By Lani Duke
to Josh Butler, sales manager at Bailey Motors in West Rutland, who recently organized a chicken barbecue fundraiser for a planned World War II memorial in town. The stone memorial is to bear the names of everyone from town who served in the war.
to Merchants Hall for hosting the 2014 Rutland Walk to End Alzheimer’s Kickoff Rally.
to all the volunteers who work with the Mentor Connection, providing positive adult role models and promoting community values while encouraging the attitude of serving their community.
Rutland city rumbling
Rutland City recently created a blighted-property review committee, charged with deciding whether a property meets the criteria for blight and is therefore eligible for residential tax stabilization. Some folks around the city are questioning how truly independent this body can be–upon its creation, the aldermen selected the mayor, the city clerk, and the president of the Rutland Redevelopment Authority board to fill the committee’s three seats. According to alderman William Notte, “independent” only means independent of the alder board. Once the committee certifies a property is indeed blighted, it’s the aldermen who must give approval to stabilization of its taxes.
Historic property for sale
The Wallingford School Board is looking for buyers to purchase a building known as the Little Red Schoolhouse, 91 Homer Stone Rd., South Wallingford. There is considerable history associated with this structure, owned at one time by the Rotary District 7870 Foundation, and associated with Rotary founder Paul P. Harris. Harris long proclaimed the life lessons he learned here were what gave him the ideals on which to base and expand the Rotary organization. Its fate is now in the hands of Wallingford’s school superintendent, David Younce. Call 775-3264 to find out more.

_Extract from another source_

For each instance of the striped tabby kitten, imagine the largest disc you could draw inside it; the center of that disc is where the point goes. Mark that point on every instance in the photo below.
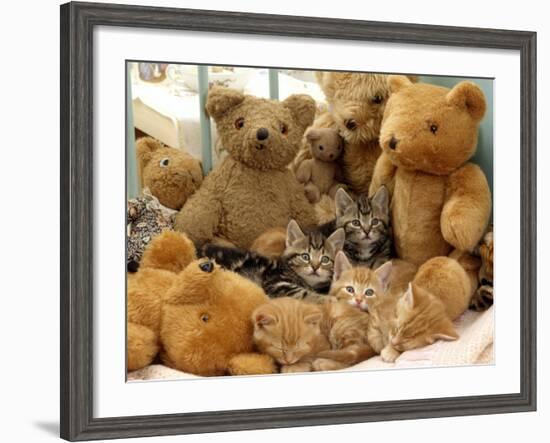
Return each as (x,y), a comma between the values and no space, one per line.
(366,223)
(304,271)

Loren Sylvester is offering a Rutland Youth Theatre workshop, “Developing Your Character Through Song,” Tuesdays and Thursdays, August 26-October 2. Participants learn lyrics interpretation and conveying emotion through song, character development and self realization through musical expression. Call 773-1822 for details.
Retired Castleton State College art prof Bill Ramage recently won a Vermont Arts Council grant for his pencil drawing of the downtown Rutland streetscape. Working from photos, Ramage has been drawing an 18-panel cityscape that will be 11-1/2 feet high and 43 feet long. The piece, “Rutland: Post-Piero Ideal City,” will be finished in October.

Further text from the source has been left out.